The snow and ice were cascading down upon them as they moved down the mountain. At their quickened pace a few men were lost on the dangerous slopes. Nothing compared to the catastrophe that was about to be unleashed. The glacier unfurled an avalanche sweeping away all the men at the rear of the column.
Schultz paused to catch his breath next to a body lying face down in the snow. He flipped him over revealing claw marks across his face and chest. The other soldiers soon crowded around as Shultz walked away he yelled out, “He died for the Fatherland, do you wish to join him?” The soldiers all scurried to keep pace as Schultz pushed on.
When they reached the bottom the second crate was just arriving. The men were rambling about being attacked by a horde of screaming Yeti’s. They were able to fend them off but lost two men. Schultz knew that the human cost was inconsequential to the artifacts.

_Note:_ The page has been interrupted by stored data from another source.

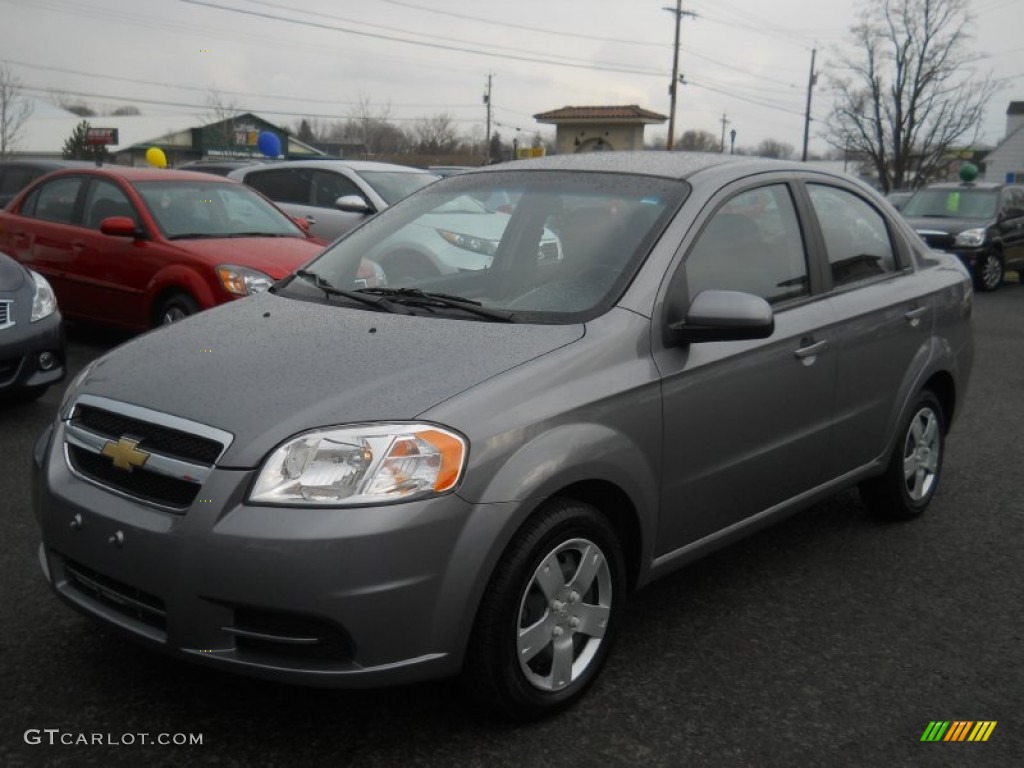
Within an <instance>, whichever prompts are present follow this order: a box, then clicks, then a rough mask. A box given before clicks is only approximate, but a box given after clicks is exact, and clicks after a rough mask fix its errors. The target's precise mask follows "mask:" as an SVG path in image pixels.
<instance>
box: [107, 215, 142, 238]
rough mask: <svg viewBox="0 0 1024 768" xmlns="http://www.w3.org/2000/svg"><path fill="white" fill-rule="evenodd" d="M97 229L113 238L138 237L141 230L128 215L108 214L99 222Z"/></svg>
mask: <svg viewBox="0 0 1024 768" xmlns="http://www.w3.org/2000/svg"><path fill="white" fill-rule="evenodd" d="M99 231H101V232H102V233H103V234H110V236H112V237H114V238H138V237H140V236H141V230H140V229H139V228H138V227H137V226H135V222H134V221H133V220H132V219H131V218H130V217H128V216H108V217H106V218H105V219H103V220H102V221H100V222H99Z"/></svg>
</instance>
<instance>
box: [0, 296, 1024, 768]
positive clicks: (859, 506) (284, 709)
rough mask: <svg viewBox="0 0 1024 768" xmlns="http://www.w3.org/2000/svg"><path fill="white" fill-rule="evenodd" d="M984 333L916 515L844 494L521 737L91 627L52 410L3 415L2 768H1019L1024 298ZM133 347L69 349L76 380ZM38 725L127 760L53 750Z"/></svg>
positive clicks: (7, 411) (751, 546) (697, 567)
mask: <svg viewBox="0 0 1024 768" xmlns="http://www.w3.org/2000/svg"><path fill="white" fill-rule="evenodd" d="M975 330H976V344H977V358H976V364H975V370H974V375H973V378H972V382H971V389H970V392H969V395H968V399H967V402H966V407H965V409H964V411H963V413H962V414H961V415H959V417H958V420H957V422H956V424H955V425H954V429H953V432H952V434H951V435H950V438H949V440H948V442H947V455H946V460H945V470H944V477H943V480H942V487H941V488H940V490H939V495H938V497H937V498H936V500H935V502H934V503H933V505H932V507H931V508H930V509H929V511H928V512H927V513H926V515H925V516H924V517H923V518H921V519H919V520H916V521H913V522H910V523H899V524H893V523H889V524H883V523H880V522H877V521H874V520H872V519H870V518H868V517H867V516H866V515H865V514H864V512H863V509H862V507H861V506H860V503H859V499H858V497H857V495H856V493H855V492H846V493H844V494H842V495H840V496H839V497H837V498H835V499H833V500H830V501H828V502H826V503H823V504H819V505H817V506H815V507H813V508H812V509H809V510H807V511H806V512H804V513H801V514H799V515H797V516H795V517H793V518H791V519H788V520H787V521H784V522H782V523H781V524H779V525H777V526H775V527H774V528H771V529H769V530H766V531H763V532H761V534H759V535H757V536H755V537H753V538H751V539H748V540H745V541H743V542H741V543H739V544H737V545H735V546H733V547H731V548H729V549H727V550H725V551H722V552H720V553H717V554H715V555H713V556H711V557H709V558H707V559H705V560H702V561H700V562H698V563H696V564H694V565H691V566H689V567H687V568H685V569H684V570H682V571H680V572H678V573H677V574H675V575H673V577H670V578H669V579H667V580H664V581H663V582H659V583H657V584H655V585H653V586H651V587H650V588H648V589H646V590H644V591H642V592H640V593H638V594H637V595H635V597H634V599H633V601H632V603H631V604H630V606H629V607H628V611H627V614H626V618H625V622H624V625H623V633H622V636H621V638H620V642H618V645H617V647H616V649H615V652H614V653H613V655H612V657H611V659H610V663H609V665H608V667H607V669H606V670H605V673H604V675H603V676H602V678H601V679H600V680H599V681H598V684H597V685H596V687H595V688H594V689H592V691H591V692H590V694H589V695H588V696H587V697H586V698H585V699H584V700H583V701H582V702H581V705H580V706H578V707H577V708H574V709H573V710H571V711H569V712H568V713H566V714H564V715H563V716H561V717H558V718H556V719H553V720H550V721H547V722H543V723H539V724H534V725H529V726H513V725H510V724H507V723H503V722H501V721H497V720H495V719H493V718H490V717H488V716H486V715H485V714H482V713H479V712H476V711H474V710H473V709H472V708H470V707H467V706H466V705H465V703H464V701H463V699H462V698H461V697H460V695H459V693H458V690H457V686H455V685H453V684H451V683H446V682H441V683H434V684H429V685H421V686H416V687H411V688H401V689H389V690H380V691H362V692H339V691H329V690H307V689H301V688H292V687H286V686H282V685H275V684H270V683H265V682H261V681H255V680H249V679H244V678H238V677H233V676H228V675H225V674H219V673H212V672H210V671H208V670H206V669H202V668H198V667H193V666H189V665H186V664H183V663H180V662H176V660H171V659H167V658H164V657H162V656H160V655H158V654H155V653H153V652H150V651H147V650H144V649H141V648H138V647H136V646H135V645H133V644H132V643H130V642H128V641H126V640H123V639H121V638H120V637H117V636H115V635H112V634H110V633H109V632H106V631H105V630H103V629H101V628H99V627H97V626H95V625H93V624H92V623H91V622H89V621H88V620H86V618H84V617H82V616H80V615H78V614H77V613H75V612H73V611H72V610H71V609H69V608H67V607H65V606H63V605H62V604H59V603H58V602H57V600H56V598H54V597H53V596H52V595H50V594H49V591H48V588H47V587H46V585H45V582H44V580H43V578H42V575H41V573H40V571H39V566H38V562H37V558H36V550H37V547H38V531H37V526H36V523H35V520H34V519H33V516H32V512H31V508H30V487H29V481H28V475H27V472H28V466H29V461H30V452H31V446H32V443H33V441H34V439H35V437H36V436H37V435H38V434H39V432H40V431H41V430H42V429H43V426H44V425H45V423H46V422H47V421H48V420H49V419H50V418H51V415H52V414H53V412H54V410H55V408H56V403H57V400H58V397H59V392H58V391H51V392H50V393H48V394H47V396H46V397H45V398H43V399H42V400H41V401H40V402H38V403H35V404H32V406H23V407H17V408H13V409H12V408H7V409H3V410H0V521H2V525H0V542H2V547H0V568H2V570H3V578H2V580H0V629H2V632H0V696H2V700H3V707H2V709H0V765H2V766H9V767H11V768H13V767H14V766H33V767H34V766H92V765H96V766H100V765H101V766H114V765H130V766H138V765H146V766H150V767H152V768H156V767H157V766H165V765H167V766H171V765H174V766H180V765H183V764H188V763H190V764H195V765H217V766H223V767H225V768H226V767H228V766H291V765H296V766H298V765H301V766H312V765H331V766H403V765H423V766H463V765H466V766H476V765H479V766H483V765H486V766H488V767H490V766H497V765H510V766H541V765H568V766H578V765H588V766H605V765H609V766H617V765H622V766H626V765H630V766H632V765H645V766H647V765H650V766H676V765H686V766H759V767H760V766H858V767H860V766H902V765H907V766H910V765H912V766H918V765H948V766H975V765H978V766H1000V767H1009V766H1018V765H1024V652H1022V651H1024V611H1022V605H1021V598H1022V594H1024V590H1022V586H1021V585H1022V580H1021V577H1022V574H1024V556H1022V554H1021V553H1022V552H1024V503H1022V502H1024V499H1022V497H1024V493H1022V490H1021V485H1020V479H1021V471H1020V468H1019V464H1020V451H1019V446H1020V443H1021V432H1022V427H1024V417H1022V415H1021V409H1022V406H1021V396H1022V392H1024V285H1019V284H1017V283H1010V284H1008V285H1006V286H1004V288H1002V289H1001V290H1000V291H998V292H997V293H995V294H991V295H980V296H978V297H977V298H976V326H975ZM118 340H119V338H118V337H116V336H112V335H109V334H98V333H95V332H83V331H81V330H75V331H73V333H72V336H71V341H72V344H71V357H72V369H73V371H72V372H73V373H74V371H76V370H77V369H79V368H81V366H82V365H84V364H85V362H86V361H87V360H88V359H90V358H91V357H93V356H95V355H96V354H98V353H100V352H101V351H102V350H104V349H106V348H109V347H110V346H111V345H113V344H115V343H117V341H118ZM935 720H942V721H946V720H949V721H955V720H971V721H979V720H988V721H996V722H997V725H996V727H995V728H994V730H993V731H992V733H991V736H990V737H989V740H988V741H987V742H984V743H970V742H963V743H949V742H937V743H930V742H922V741H921V737H922V734H923V732H924V731H925V729H926V727H927V726H928V725H929V723H930V721H935ZM44 729H58V731H59V733H58V734H56V737H57V740H59V738H60V737H61V736H62V735H63V734H70V740H78V741H81V735H83V734H84V735H86V737H87V738H86V740H90V739H91V738H92V734H101V735H102V739H103V740H104V741H110V740H115V741H121V742H122V743H120V744H118V745H110V744H105V743H104V744H91V743H88V744H86V743H77V744H72V745H59V744H54V745H50V743H49V742H48V739H49V734H48V733H47V732H45V731H44ZM27 731H28V732H29V738H28V739H27ZM37 733H38V736H39V740H40V741H41V743H29V742H28V741H33V740H35V735H37ZM142 733H146V734H150V735H148V736H147V738H157V736H158V734H202V741H203V742H202V744H201V745H199V744H194V745H142V744H141V743H139V742H140V740H141V739H140V738H139V736H138V735H137V734H142ZM129 734H134V735H133V738H132V740H133V741H134V743H125V742H126V741H127V739H126V738H125V737H126V736H127V735H129ZM65 739H66V740H69V738H68V736H65Z"/></svg>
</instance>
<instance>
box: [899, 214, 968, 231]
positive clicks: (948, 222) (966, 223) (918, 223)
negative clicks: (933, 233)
mask: <svg viewBox="0 0 1024 768" xmlns="http://www.w3.org/2000/svg"><path fill="white" fill-rule="evenodd" d="M906 220H907V221H908V222H909V223H910V226H912V227H913V228H914V229H930V230H932V231H935V232H945V233H947V234H959V233H961V232H962V231H964V230H965V229H977V228H979V227H980V228H982V229H983V228H985V227H986V226H988V219H962V218H953V217H945V216H908V217H906Z"/></svg>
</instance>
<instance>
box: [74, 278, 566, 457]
mask: <svg viewBox="0 0 1024 768" xmlns="http://www.w3.org/2000/svg"><path fill="white" fill-rule="evenodd" d="M583 333H584V329H583V326H582V325H569V326H540V325H525V324H523V325H519V324H505V323H487V322H476V321H462V319H451V318H440V317H423V316H416V315H399V314H387V313H384V312H378V311H375V310H362V309H355V308H347V307H342V306H339V305H337V304H333V305H326V304H321V303H317V302H308V301H299V300H295V299H289V298H284V297H280V296H274V295H272V294H259V295H257V296H253V297H251V298H248V299H243V300H241V301H236V302H231V303H229V304H225V305H223V306H220V307H217V308H214V309H211V310H207V311H205V312H200V313H199V314H196V315H193V316H191V317H187V318H186V319H184V321H181V322H180V323H178V324H175V325H174V326H171V327H169V328H163V329H159V330H156V331H153V332H151V333H148V334H145V335H143V336H140V337H138V338H137V339H135V340H133V341H131V342H129V343H127V344H125V345H123V346H121V347H118V348H117V349H114V350H112V351H111V352H109V353H108V354H106V355H105V356H103V357H101V358H99V359H98V360H97V361H96V362H95V365H94V367H93V368H92V370H91V371H90V372H88V374H87V375H86V377H85V378H84V379H83V381H82V382H81V383H80V384H79V387H78V388H77V389H76V391H75V392H73V393H71V394H72V397H74V396H76V395H78V394H82V393H88V394H94V395H99V396H102V397H110V398H113V399H116V400H120V401H123V402H129V403H134V404H136V406H142V407H144V408H148V409H153V410H156V411H161V412H163V413H167V414H171V415H174V416H178V417H182V418H185V419H190V420H193V421H197V422H200V423H202V424H207V425H209V426H213V427H217V428H219V429H223V430H226V431H228V432H230V433H232V434H233V435H234V440H233V442H232V443H231V446H230V449H229V450H228V451H227V453H226V454H225V455H224V456H223V457H222V459H221V461H220V464H221V466H225V467H241V468H248V467H254V466H256V465H257V464H258V463H259V462H260V461H261V460H262V459H263V457H264V456H265V455H266V454H267V453H268V452H269V451H270V450H271V449H273V447H274V446H275V445H276V444H279V443H280V442H281V441H282V440H284V439H286V438H288V437H290V436H292V435H294V434H296V433H298V432H302V431H304V430H308V429H313V428H316V427H322V426H328V425H336V424H348V423H357V422H373V421H388V420H398V421H406V420H411V419H415V418H417V416H419V415H420V414H422V413H423V412H425V411H427V410H428V409H430V408H431V407H433V406H436V404H437V403H438V402H440V401H442V400H444V399H446V398H449V397H452V396H454V395H456V394H458V393H459V392H462V391H464V390H465V389H467V388H469V387H472V386H474V385H476V384H479V383H480V382H482V381H484V380H486V379H488V378H490V377H494V376H497V375H498V374H501V373H503V372H505V371H507V370H509V369H511V368H514V367H516V366H519V365H522V364H523V362H526V361H527V360H529V359H532V358H535V357H538V356H540V355H543V354H545V353H547V352H550V351H552V350H554V349H557V348H558V347H561V346H564V345H566V344H569V343H571V342H573V341H575V340H578V339H580V338H581V337H582V336H583ZM496 407H498V406H497V403H496Z"/></svg>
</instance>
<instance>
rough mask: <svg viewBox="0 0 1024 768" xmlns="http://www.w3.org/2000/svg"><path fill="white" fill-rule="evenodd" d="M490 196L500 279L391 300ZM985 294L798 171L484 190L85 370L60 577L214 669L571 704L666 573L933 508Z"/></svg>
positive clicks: (738, 171) (65, 433)
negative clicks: (752, 548) (769, 524)
mask: <svg viewBox="0 0 1024 768" xmlns="http://www.w3.org/2000/svg"><path fill="white" fill-rule="evenodd" d="M465 196H469V197H470V198H473V199H475V200H478V201H483V200H488V199H493V198H494V199H501V200H504V201H507V203H506V205H507V207H508V212H507V214H505V215H504V216H503V218H502V222H503V223H502V226H501V227H500V228H496V229H490V230H488V232H487V233H486V238H485V240H486V241H487V242H486V244H483V243H482V241H481V242H480V243H477V244H475V245H474V244H468V243H467V244H464V245H468V246H469V249H470V250H473V251H479V250H480V249H484V250H485V251H486V252H487V253H486V255H487V257H488V261H487V263H486V264H482V265H481V264H474V265H473V266H474V268H457V269H453V270H446V271H441V272H434V273H430V274H417V275H413V274H408V273H406V274H401V273H392V274H391V275H388V285H387V287H381V286H378V287H367V285H366V282H365V280H362V279H360V276H359V269H360V267H361V266H362V265H364V260H365V259H367V258H373V257H374V256H378V255H379V256H383V255H384V254H383V251H384V249H385V248H386V247H387V244H388V243H389V242H390V241H391V239H393V238H395V237H396V236H397V234H399V233H400V232H401V231H402V230H403V229H406V228H408V227H410V226H421V225H422V226H426V225H427V224H428V222H430V221H436V218H437V217H438V216H441V215H447V214H445V211H450V210H451V207H452V206H454V205H460V204H459V203H458V201H460V200H461V199H463V198H464V197H465ZM494 221H497V219H494ZM435 228H436V227H435ZM549 232H550V233H553V234H554V236H555V237H556V238H557V242H558V244H559V249H560V250H559V257H558V258H546V257H545V255H544V242H545V239H546V238H548V237H549V234H548V233H549ZM455 233H459V234H462V236H465V234H466V232H461V233H460V232H455ZM473 237H476V238H477V240H479V239H480V238H479V236H473ZM471 239H472V238H471ZM463 250H465V249H463ZM384 261H385V262H386V260H384ZM378 263H380V262H378ZM383 270H384V271H385V272H386V270H387V267H386V266H385V267H383ZM972 301H973V293H972V287H971V281H970V278H969V275H968V272H967V270H966V268H965V267H964V265H963V264H962V263H961V262H959V261H958V260H957V259H956V257H954V256H952V255H947V254H943V253H938V252H932V251H929V250H928V249H927V247H926V246H925V244H924V243H923V242H922V241H921V240H920V239H919V238H918V237H916V236H915V233H914V232H913V230H912V229H910V228H909V227H908V225H907V224H906V223H904V222H903V221H902V220H901V219H900V218H899V217H898V216H897V215H896V214H895V212H894V211H893V209H892V208H891V207H890V206H888V205H887V204H885V203H884V201H883V200H882V199H881V198H880V197H879V196H878V195H877V194H876V193H873V191H872V190H871V189H869V188H867V187H866V186H864V185H862V184H860V183H859V182H857V181H856V180H854V179H852V178H849V177H847V176H844V175H841V174H834V173H828V172H824V171H818V170H814V169H810V168H808V167H806V166H803V165H801V164H799V163H798V164H791V163H781V162H772V161H761V160H752V159H746V158H739V157H729V156H721V155H709V156H701V155H690V154H671V153H670V154H666V153H640V154H630V153H601V154H594V155H577V156H570V157H558V158H548V159H544V160H537V161H525V162H520V163H514V164H509V165H505V166H494V167H490V168H487V169H484V170H480V171H474V172H469V173H466V174H461V175H459V176H454V177H452V178H449V179H444V180H442V181H439V182H437V183H436V184H431V185H430V186H427V187H425V188H423V189H421V190H420V191H418V193H416V194H415V195H413V196H411V197H410V198H408V199H407V200H404V201H402V202H401V203H399V204H397V205H395V206H393V207H391V208H389V209H388V210H386V211H384V212H383V213H381V214H380V215H378V216H375V217H374V218H372V219H371V220H370V221H368V222H367V223H366V224H365V225H364V226H360V227H359V228H358V229H357V230H355V231H353V232H351V233H350V234H349V236H348V237H346V238H343V239H341V240H339V241H338V242H336V243H335V244H334V245H333V246H332V247H330V248H328V249H327V250H326V251H325V252H324V253H323V254H322V255H321V256H318V257H317V258H316V259H315V260H314V261H312V262H310V263H309V264H307V265H306V266H305V268H303V269H300V270H298V271H296V272H295V273H294V274H293V275H292V276H291V278H290V279H286V280H285V281H282V282H279V283H278V284H275V286H274V287H273V288H272V289H271V290H270V291H269V292H266V293H263V294H259V295H257V296H253V297H251V298H249V299H246V300H244V301H239V302H234V303H232V304H229V305H226V306H223V307H219V308H216V309H214V310H211V311H208V312H203V313H201V314H199V315H196V316H194V317H189V318H186V319H185V321H183V322H181V323H179V324H176V325H174V326H172V327H169V328H168V329H165V330H161V331H158V332H155V333H151V334H147V335H145V336H142V337H140V338H138V339H136V340H135V341H133V342H131V343H128V344H126V345H123V346H121V347H119V348H117V349H115V350H113V351H111V352H110V353H108V354H106V355H104V356H103V357H100V358H98V359H97V360H96V361H94V362H93V364H92V365H90V366H89V367H88V368H86V369H85V370H84V371H83V372H82V373H81V374H80V375H79V376H78V377H77V378H76V380H75V381H73V382H72V384H71V386H70V387H69V389H68V392H67V394H66V396H65V399H63V401H62V402H61V404H60V409H59V413H58V414H57V416H56V418H55V420H54V422H53V424H52V425H51V427H50V428H49V429H48V430H47V431H46V433H45V434H44V435H42V437H41V438H40V440H39V442H38V443H37V445H36V451H35V462H34V466H35V474H36V478H35V488H36V492H35V494H34V496H33V499H34V504H35V509H36V514H37V516H38V518H39V522H40V525H41V529H42V545H41V547H40V550H39V558H40V563H41V565H42V570H43V572H44V574H45V577H46V579H47V580H49V583H50V584H51V585H52V588H53V590H54V592H55V593H56V594H57V595H58V596H59V597H60V598H61V599H62V600H65V601H66V602H67V603H69V604H70V605H72V606H74V607H75V608H77V609H78V610H81V611H83V612H85V613H87V614H90V615H92V616H95V617H96V618H98V620H100V621H102V622H105V623H108V624H110V625H114V626H116V627H118V628H120V629H121V630H122V631H123V632H125V633H126V634H128V635H129V636H131V637H133V638H135V639H137V640H138V641H139V642H141V643H144V644H147V645H150V646H152V647H153V648H156V649H159V650H162V651H164V652H167V653H170V654H173V655H176V656H178V657H181V658H185V659H189V660H191V662H195V663H198V664H204V665H208V666H210V667H215V668H218V669H221V670H232V671H236V672H239V673H243V674H250V675H257V676H262V677H266V678H270V679H274V680H283V681H290V682H296V683H305V684H310V685H330V686H338V687H356V686H371V685H389V684H399V683H407V682H411V681H416V680H423V679H428V678H436V677H442V676H450V675H461V676H462V678H463V680H464V681H465V683H466V685H467V687H468V688H469V690H470V691H471V692H472V693H473V694H474V695H476V696H477V697H479V698H480V699H482V700H484V701H486V702H487V703H489V705H492V706H495V707H497V708H500V709H501V710H502V711H504V712H506V713H508V714H509V715H511V716H512V717H516V718H536V717H541V716H545V715H550V714H552V713H555V712H557V711H559V710H561V709H563V708H565V707H567V706H568V705H570V703H571V702H573V701H574V700H577V699H578V698H579V697H580V696H581V695H583V694H584V692H585V691H586V690H587V688H588V686H590V685H591V684H592V683H593V682H594V680H595V679H596V677H597V676H598V674H599V672H600V670H601V668H602V666H603V664H604V663H605V660H606V658H607V656H608V653H609V651H610V649H611V645H612V642H613V640H614V636H615V632H616V630H617V628H618V625H620V624H621V623H622V622H623V621H624V616H625V614H624V605H625V602H626V600H627V598H628V596H629V595H630V593H631V592H632V591H634V590H636V589H638V588H641V587H643V586H644V585H646V584H648V583H650V582H651V581H652V580H654V579H657V578H658V577H662V575H664V574H666V573H668V572H670V571H672V570H675V569H676V568H679V567H681V566H683V565H685V564H687V563H689V562H691V561H692V560H694V559H695V558H697V557H700V556H701V555H705V554H707V553H709V552H711V551H713V550H715V549H718V548H720V547H723V546H726V545H728V544H729V543H731V542H732V541H734V540H736V539H737V538H739V537H742V536H745V535H748V534H750V532H752V531H754V530H757V529H758V528H760V527H762V526H764V525H766V524H768V523H770V522H772V521H775V520H777V519H779V518H781V517H784V516H785V515H788V514H793V513H795V512H797V511H799V510H801V509H803V508H805V507H807V506H808V505H810V504H813V503H814V502H815V501H817V500H819V499H822V498H823V497H825V496H827V495H830V494H835V493H836V492H838V490H840V489H842V488H845V487H849V486H858V487H859V489H860V494H861V497H862V499H863V501H864V504H865V507H866V508H867V509H868V510H870V511H871V512H872V513H874V514H877V515H880V516H883V517H886V518H891V519H898V520H905V519H909V518H913V517H915V516H918V515H920V514H922V513H923V512H924V511H925V509H926V508H927V507H928V505H929V503H930V502H931V500H932V499H933V498H934V496H935V494H936V493H937V492H938V488H939V480H940V477H941V474H942V465H943V460H944V458H945V453H944V444H945V443H944V439H945V436H946V433H947V431H948V429H949V428H950V425H951V424H952V423H953V421H954V419H955V417H956V415H957V413H958V410H959V407H961V404H962V402H963V398H964V393H965V389H966V387H967V384H968V378H969V375H970V372H971V366H972V359H973V340H972V331H971V311H972ZM155 361H159V362H157V364H155ZM894 578H897V574H894ZM112 674H115V675H116V674H117V671H113V672H112Z"/></svg>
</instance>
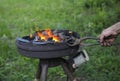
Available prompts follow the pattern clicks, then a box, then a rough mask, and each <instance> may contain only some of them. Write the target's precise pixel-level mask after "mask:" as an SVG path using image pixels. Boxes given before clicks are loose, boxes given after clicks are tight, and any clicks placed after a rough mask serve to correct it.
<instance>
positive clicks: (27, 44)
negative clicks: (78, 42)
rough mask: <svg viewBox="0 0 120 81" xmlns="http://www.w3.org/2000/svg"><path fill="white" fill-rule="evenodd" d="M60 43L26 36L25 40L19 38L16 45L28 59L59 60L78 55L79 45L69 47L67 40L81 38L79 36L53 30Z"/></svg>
mask: <svg viewBox="0 0 120 81" xmlns="http://www.w3.org/2000/svg"><path fill="white" fill-rule="evenodd" d="M52 32H54V33H55V34H56V37H57V36H58V37H60V38H59V42H58V41H53V40H52V39H53V38H52V37H50V38H47V41H44V40H43V39H39V38H38V36H37V35H36V34H38V32H36V33H35V34H34V36H33V37H30V36H24V37H23V38H17V40H16V45H17V47H18V51H19V53H20V54H23V55H25V56H28V57H36V58H41V59H48V58H58V57H64V56H70V55H73V54H77V51H78V49H79V45H76V46H72V47H71V46H68V45H67V42H66V40H68V39H69V38H71V37H75V38H79V35H78V34H77V33H75V32H71V31H69V30H53V31H52Z"/></svg>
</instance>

He had the men put poles through the crate to carry them to the trucks. The snow paused for a moment as it made way for a new falling object. A body came down at such speed it killed the man it landed on instantly. From the monastery above screams came cascading down. Then another object came down. The flame thrower tank hit the ground and exploded. Three nearby men caught on fire and dropped to the snow.
Schultz had seen enough. He ordered six men to carry each crate and the rest to cover them. He looked around for the civilians but only found Bruno. In the haste to get down the mountain Max had lagged behind.
The hike back to the trucks was uneventful. Schultz had a new problem Max was part of the actual expedition team and the Tibetan hosts would surely notice a missing man when Bruno returned. He found a soldier that closely resembled Max, ordered him to take a truck, get Bruno back to Lhasa and take Max’s place on the expedition. He saluted and left with his new orders.
They loaded up the crates and remaining men heading south back to India. Schultz settled into the front seat of the lead truck. He felt defeated, losing two-thirds of his men was never part of the plan. He snapped himself back to reality, it was a mission they all knew the risks. As long as they got the two artifacts back to Germany they would all be heroes, the living and the dead.
Two days after leaving the monastery the convoy pulled into the port of Haldia. An Italian freighter was being loaded at the docks. The soldiers loaded the crates and then boarded the ship to act as security.
40 days later the freighter pulled into Hamburg. The precious cargo was unloaded and Shultz and his men had finally completed their mission. A few months later the main expedition returned home to a hero’s welcome, greeted by Heinrich Himmler.